Carissimi ragazzi, vi penso molto e sento il vostro scoraggiamento di fronte all’ assurda confusione nella quale la nostra società vi ha immerso. Noi adulti, in questi ultimi anni, abbiamo svuotato di significato la magistratura, la libertà di espressione, l’accoglienza. Ecco, oggi dico a voi: ricostruiamo tutto! Il positivo, però, va scelto e perseguito con consapevolezza e con metodo. Per fare il bene occorre conoscere il bene e i mezzi per raggiungerlo. Altrimenti non è bene ma vuota retorica. La scuola, in questo, aiuta perché offre conoscenza e metodo e allontana dalla tentazione dello scoraggiamento. Ecco perché credo fortemente che la scuola deve, come rimarrà, restare aperta.

La scuola consente altresì di vivere esperienze di sacrificio che sono fondamentali per il nostro vissuto in quanto ci ricordano perché ha senso vivere e morire, ci ricordano i fondamentali della vita che ha un senso solo se è vissuta sbilanciandosi verso gli altri. Se così non fosse, si spalancherebbero le porte all’egoismo che, a sua volta, conduce alla disgregazione della società. Ma l’uomo nei confronti dei suoi simili è fratello, non è lupo. La scuola aiuta a riscoprire proprio il senso di essere compagni, il senso della responsabilità agita per sé e per gli altri. Impariamo a guardare alla società secondo la categoria della fraternità. Altro grande insegnamento del Santo Padre.

Dalla scuola così vissuta si passa allora all’impegno nella società: si pensa positivo e si sostengono i Governi, il Parlamento, perché le riforme positive vanno scelte e perseguite. Con scienza e con metodo.

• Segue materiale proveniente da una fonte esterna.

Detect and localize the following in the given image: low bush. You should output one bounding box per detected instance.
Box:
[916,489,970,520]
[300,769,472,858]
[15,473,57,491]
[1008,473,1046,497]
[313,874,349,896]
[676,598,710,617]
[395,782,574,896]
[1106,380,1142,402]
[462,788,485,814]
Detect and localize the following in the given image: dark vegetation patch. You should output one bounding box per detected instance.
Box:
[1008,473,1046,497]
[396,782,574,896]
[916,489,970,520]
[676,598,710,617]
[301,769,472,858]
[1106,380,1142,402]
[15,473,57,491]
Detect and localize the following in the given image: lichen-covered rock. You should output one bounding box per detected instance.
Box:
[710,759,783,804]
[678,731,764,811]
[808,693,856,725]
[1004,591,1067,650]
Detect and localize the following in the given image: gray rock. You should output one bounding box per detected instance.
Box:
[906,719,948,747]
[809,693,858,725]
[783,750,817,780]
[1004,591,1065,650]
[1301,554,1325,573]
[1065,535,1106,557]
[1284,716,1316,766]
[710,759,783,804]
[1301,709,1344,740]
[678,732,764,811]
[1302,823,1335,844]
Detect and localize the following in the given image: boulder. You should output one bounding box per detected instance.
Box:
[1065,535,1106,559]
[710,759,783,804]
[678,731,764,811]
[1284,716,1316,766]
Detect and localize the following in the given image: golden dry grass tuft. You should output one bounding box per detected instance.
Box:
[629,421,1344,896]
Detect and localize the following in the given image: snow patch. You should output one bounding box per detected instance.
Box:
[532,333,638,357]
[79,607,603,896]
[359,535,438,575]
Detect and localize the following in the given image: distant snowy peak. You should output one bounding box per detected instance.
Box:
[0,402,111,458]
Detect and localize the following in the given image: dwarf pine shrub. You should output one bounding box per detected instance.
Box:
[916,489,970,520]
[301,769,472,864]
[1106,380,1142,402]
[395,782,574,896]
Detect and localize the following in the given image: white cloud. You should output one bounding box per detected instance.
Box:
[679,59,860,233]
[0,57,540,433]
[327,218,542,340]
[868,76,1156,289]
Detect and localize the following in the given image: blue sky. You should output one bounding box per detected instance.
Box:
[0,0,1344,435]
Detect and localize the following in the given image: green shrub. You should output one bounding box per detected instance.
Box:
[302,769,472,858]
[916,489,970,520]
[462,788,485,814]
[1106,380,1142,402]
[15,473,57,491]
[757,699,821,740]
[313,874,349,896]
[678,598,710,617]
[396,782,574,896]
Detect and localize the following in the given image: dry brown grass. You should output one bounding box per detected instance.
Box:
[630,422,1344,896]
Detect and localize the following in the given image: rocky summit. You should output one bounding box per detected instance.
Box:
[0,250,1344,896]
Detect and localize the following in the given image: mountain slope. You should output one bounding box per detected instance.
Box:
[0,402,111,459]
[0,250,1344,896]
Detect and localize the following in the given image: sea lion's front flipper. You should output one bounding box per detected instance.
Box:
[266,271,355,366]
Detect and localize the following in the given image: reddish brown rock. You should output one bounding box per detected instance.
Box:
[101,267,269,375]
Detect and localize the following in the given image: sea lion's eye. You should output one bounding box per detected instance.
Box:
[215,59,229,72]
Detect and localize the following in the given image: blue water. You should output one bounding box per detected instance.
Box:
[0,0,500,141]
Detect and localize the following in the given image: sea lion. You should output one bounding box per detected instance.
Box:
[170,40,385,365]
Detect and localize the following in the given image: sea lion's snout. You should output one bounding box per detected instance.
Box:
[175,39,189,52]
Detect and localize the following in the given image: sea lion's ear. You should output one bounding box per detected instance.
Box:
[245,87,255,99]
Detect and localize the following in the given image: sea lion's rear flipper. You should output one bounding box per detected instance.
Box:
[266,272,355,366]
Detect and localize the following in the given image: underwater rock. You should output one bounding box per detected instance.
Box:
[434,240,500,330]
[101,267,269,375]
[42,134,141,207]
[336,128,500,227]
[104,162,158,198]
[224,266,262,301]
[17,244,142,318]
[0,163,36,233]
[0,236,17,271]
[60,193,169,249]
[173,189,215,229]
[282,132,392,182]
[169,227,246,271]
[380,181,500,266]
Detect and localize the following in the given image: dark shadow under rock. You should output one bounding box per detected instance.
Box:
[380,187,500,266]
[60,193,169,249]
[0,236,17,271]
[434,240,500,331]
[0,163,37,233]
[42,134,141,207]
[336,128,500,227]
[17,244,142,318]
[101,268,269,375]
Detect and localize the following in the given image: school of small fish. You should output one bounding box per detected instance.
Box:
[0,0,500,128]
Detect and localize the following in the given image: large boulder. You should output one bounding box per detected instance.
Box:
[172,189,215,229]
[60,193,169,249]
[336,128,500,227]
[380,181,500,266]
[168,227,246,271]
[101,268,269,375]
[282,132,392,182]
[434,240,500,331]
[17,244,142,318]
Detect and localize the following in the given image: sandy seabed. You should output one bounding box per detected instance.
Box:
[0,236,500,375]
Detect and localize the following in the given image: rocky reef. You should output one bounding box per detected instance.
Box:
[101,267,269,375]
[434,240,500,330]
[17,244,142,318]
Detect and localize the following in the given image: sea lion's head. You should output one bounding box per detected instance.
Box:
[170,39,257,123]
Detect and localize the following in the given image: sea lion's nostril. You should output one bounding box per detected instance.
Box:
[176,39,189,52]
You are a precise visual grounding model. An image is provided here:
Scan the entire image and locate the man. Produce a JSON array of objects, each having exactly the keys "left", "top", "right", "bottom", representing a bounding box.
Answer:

Cari giovani, non possiamo non guardare alla prossima elezione del Presidente della Repubblica con senso di responsabilità, cercando di impedire i giochi di partito. Positivo che i leader abbiano preso le distanze dal gossip giornalistico sul toto presidente e abbiano posticipato tutto a gennaio. C’è un tempo per tutto, soprattutto se occorre eleggere la più alta carica dello Stato. Le grandi scelte devono essere sempre precedute dal discernimento. E il discernimento avviene lontano dai social.

Anche la politica ha compreso che l’impegno è un dono per l’altro e che tocca a noi adulti tenere presente che il domani dipende da quello che voi giovani imparate da noi oggi. Per far sì che i nostri giovani imparino, occorre condividere dei valori, occorre creare i presupposti perché, indipendentemente dalle convinzioni religiose di ciascuno, si crei un humus culturale che possa diventare terreno prospero di idee e di valori talmente buoni da essere ritenuti degni di essere trasmessi alle generazioni future. Questo deve diventare il pensiero forte che anima la libertà, di espressione e di parola, illuminando le scelte che ogni giorno siamo chiamati a fare. Per noi e per gli altri.

Solo così ciascuno di noi si riscoprirà fratello dell’altro, più semplicemente si riscoprirà più umano.